No fim de julho, o presidente Pedrinho lembrou que a empresa tinha 60 dias para confirmar o interesse, prazo que chegou ao fim no dia 15 de setembro.
Fontes ligadas à administração afirmam que o processo segue dentro do esperado, de acordo com informações do ge. Enquanto finaliza junto à Prefeitura o Termo de Transferência do potencial, a agremiação já recebeu da gestora de investimentos a sinalização de que a opção será exercida.
O próximo passo será concluir esse documento para, então, ajustar detalhes contratuais e formalizar a venda, sendo que o banco Genial atua como parceiro na organização dos trâmites, e a diretoria demonstra confiança de que a reforma de São Januário caminhará conforme planejado.

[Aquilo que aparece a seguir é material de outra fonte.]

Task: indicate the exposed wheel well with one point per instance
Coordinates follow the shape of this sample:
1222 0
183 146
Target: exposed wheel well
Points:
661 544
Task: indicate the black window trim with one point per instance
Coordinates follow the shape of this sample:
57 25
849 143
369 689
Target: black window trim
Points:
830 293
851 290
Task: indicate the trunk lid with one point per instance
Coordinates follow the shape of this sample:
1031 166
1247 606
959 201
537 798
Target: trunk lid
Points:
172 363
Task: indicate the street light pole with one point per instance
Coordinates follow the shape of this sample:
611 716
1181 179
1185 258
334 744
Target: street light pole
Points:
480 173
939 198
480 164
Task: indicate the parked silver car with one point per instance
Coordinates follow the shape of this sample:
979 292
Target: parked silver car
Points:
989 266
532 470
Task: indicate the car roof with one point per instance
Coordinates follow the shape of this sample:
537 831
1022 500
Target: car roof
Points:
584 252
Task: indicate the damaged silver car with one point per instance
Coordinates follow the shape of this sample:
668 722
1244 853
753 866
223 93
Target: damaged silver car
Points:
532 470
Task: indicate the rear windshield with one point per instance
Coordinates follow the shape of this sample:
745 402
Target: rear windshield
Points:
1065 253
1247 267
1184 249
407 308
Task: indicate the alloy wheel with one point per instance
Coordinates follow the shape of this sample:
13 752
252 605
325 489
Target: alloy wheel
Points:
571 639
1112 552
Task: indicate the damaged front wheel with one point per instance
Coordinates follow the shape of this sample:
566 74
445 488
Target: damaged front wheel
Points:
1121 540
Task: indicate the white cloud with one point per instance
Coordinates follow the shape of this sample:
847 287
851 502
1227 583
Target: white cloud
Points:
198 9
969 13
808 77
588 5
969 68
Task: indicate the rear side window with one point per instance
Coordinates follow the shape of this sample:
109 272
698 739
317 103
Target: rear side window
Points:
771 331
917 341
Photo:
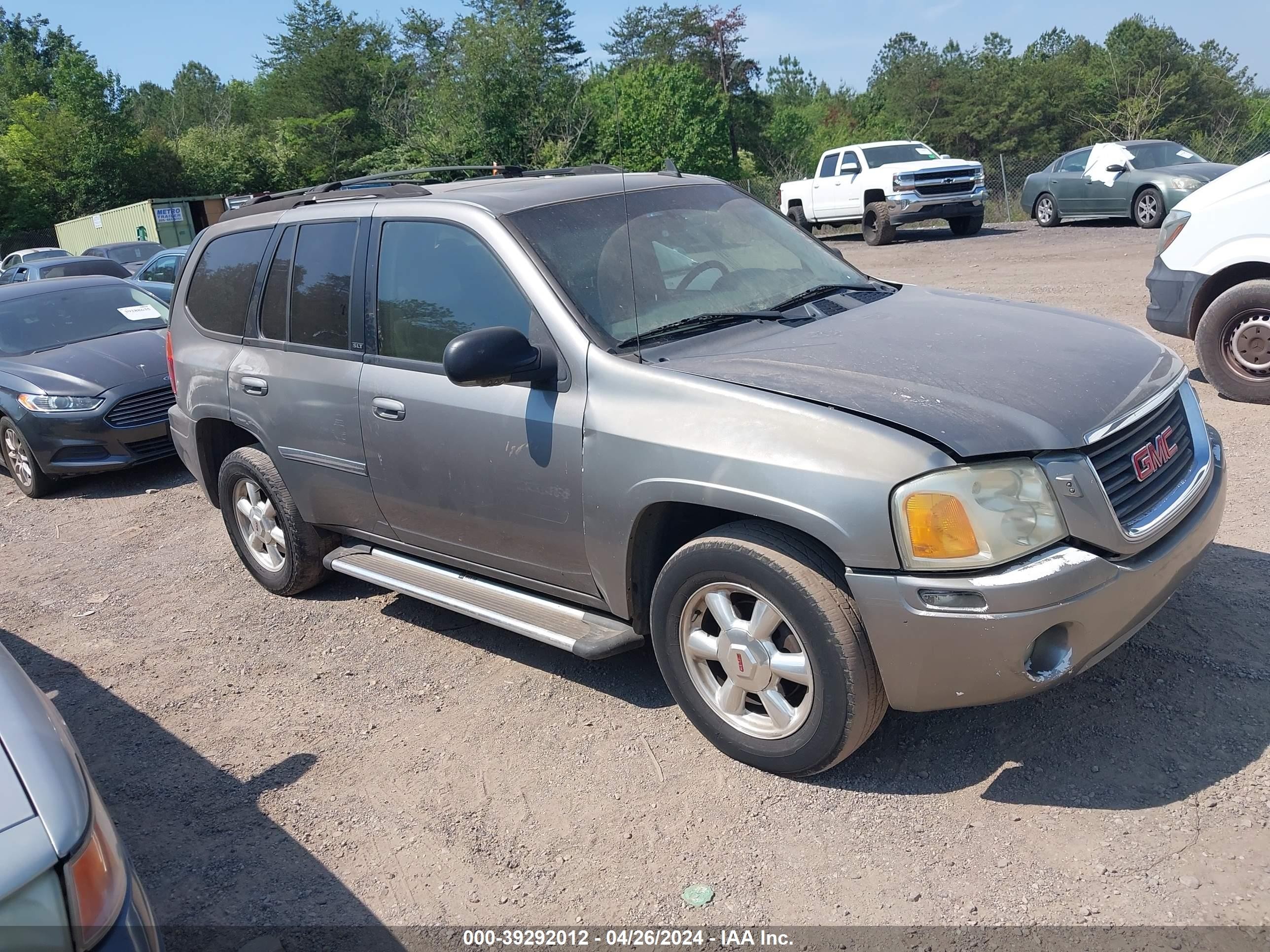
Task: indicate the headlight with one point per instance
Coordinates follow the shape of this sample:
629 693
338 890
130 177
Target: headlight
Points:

O potencial disponível para negociação chega a 280 mil m², com 250 mil m² sendo comprometidos em um acordo com a SOD Capital e outros 30 mil m² com uma segunda empresa, o que representa a totalidade da área passível de comercialização. A expectativa é de que cada metro quadrado seja vendido por cerca de R$ 2 mil, movimentando uma soma superior a R$ 500 milhões – a operação só será concluída após a formalização da Sociedade de Propósito Específico (SPE), criada para gerenciar a transação.
Parceria com criador do Rock in Rio em pauta
Paralelamente, o clube mantém conversas com a empresa do empresário Roberto Medina, idealizador do Rock in Rio, para avaliar possíveis parcerias no novo estádio. A companhia tem histórico de grandes projetos na cidade e surge como um dos atores que podem se somar à modernização da casa cruzmaltina.
O conceito de potencial construtivo, que fundamenta toda a operação, está ligado ao limite de edificações permitido em um terreno de acordo com a região onde ele se encontra. Cada área da cidade é regulada por regras próprias no plano diretor, que estabelecem como e até onde é possível construir, e esse excedente pode ser comercializado ou transferido para outros pontos da cidade.
No caso de São Januário, a área é extensa e tem capacidade construtiva muito maior do que a necessária para manter um estádio, com a negociação em curso buscando justamente autorização para transferir esse excedente a outros locais da cidade, onde poderá ser utilizado de forma mais ampla.
Segundo a legislação municipal, esse mecanismo, chamado Transferência do Direito de Construir (TDC), permite ao proprietário deslocar parte desse potencial para outro endereço, vendê-lo a terceiros ou até mesmo repassá-lo ao poder público. É por meio dessa regra que o Vasco pretende viabilizar financeiramente a transformação de sua casa histórica.